A Helpful Guide to Web Search Engines -- How Search Engines Work (page 4)

How To Use Web Search Engines
Tips on using internet search sites like Google, alltheweb, and Yahoo.

Page 4 -- How Search Engines Work

What follows is a basic explanation of how search engines work. For more detailed and technical information about current methods used by search engines like Google, check out our discussion of Search Engine Ranking Algorithms

Keyword Searching
Refining Your Search
Relevancy Ranking
Meta Tags
Concept-based Searching (This information is dated, but might have historical interest for researchers)

Search engines use automated software programs knows as spiders or bots to survey the Web and build their databases. Web documents are retrieved by these programs and analyzed. Data collected from each web page are then added to the search engine index. When you enter a query at a search engine site, your input is checked against the search engine's index of all the web pages it has analyzed.

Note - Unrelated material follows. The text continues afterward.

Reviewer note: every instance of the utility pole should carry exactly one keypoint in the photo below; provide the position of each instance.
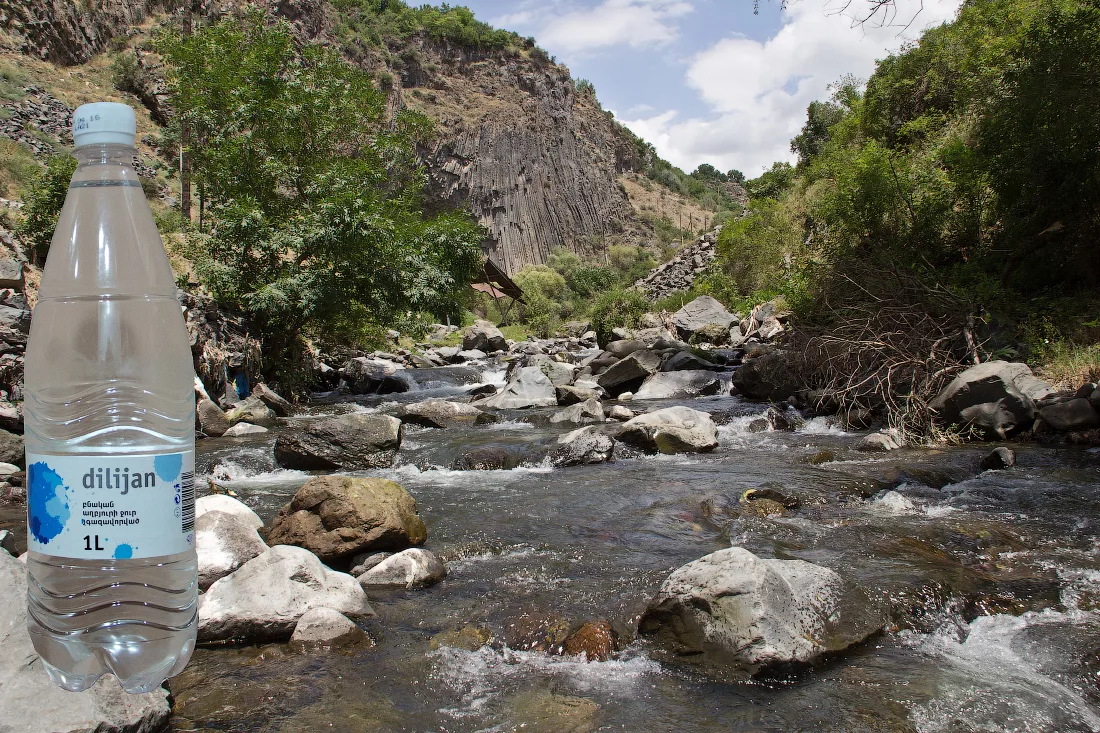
(185, 172)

The best urls are then returned to you as hits, ranked in order with the best results at the top.

Keyword Searching

This is the most common form of text search on the Web. Most search engines do their text query and retrieval using keywords.

What is a keyword, exactly? It can simply be any word on a webpage. For example, I used the word "simply" in the previous sentence, making it one of the keywords for this particular webpage in some search engine's index. However, since the word "simply" has nothing to do with the subject of this webpage (i.e., how search engines work), it is not a very useful keyword. Useful keywords and key phrases for this page would be "search," "search engines," "search engine methods," "how search engines work," "ranking" "relevancy," "search engine tutorials," etc. Those keywords would actually tell a user something about the subject and content of this page.

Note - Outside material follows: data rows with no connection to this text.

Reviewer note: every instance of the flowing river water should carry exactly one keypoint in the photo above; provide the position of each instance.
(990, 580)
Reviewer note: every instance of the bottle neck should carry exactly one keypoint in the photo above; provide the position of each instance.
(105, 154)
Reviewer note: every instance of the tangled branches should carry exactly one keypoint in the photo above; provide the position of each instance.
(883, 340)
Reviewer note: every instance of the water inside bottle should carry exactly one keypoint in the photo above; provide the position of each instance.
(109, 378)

Unless the author of the Web document specifies the keywords for her document (this is possible by using meta tags), it's up to the search engine to determine them. Essentially, this means that search engines pull out and index words that appear to be significant. Since since engines are software programs, not rational human beings, they work according to rules established by their creators for what words are usually important in a broad range of documents. The title of a page, for example, usually gives useful information about the subject of the page (if it doesn't, it should!). Words that are mentioned towards the beginning of a document (think of the "topic sentence" in a high school essay, where you lay out the subject you intend to discuss) are given more weight by most search engines. The same goes for words that are repeated several times throughout the document.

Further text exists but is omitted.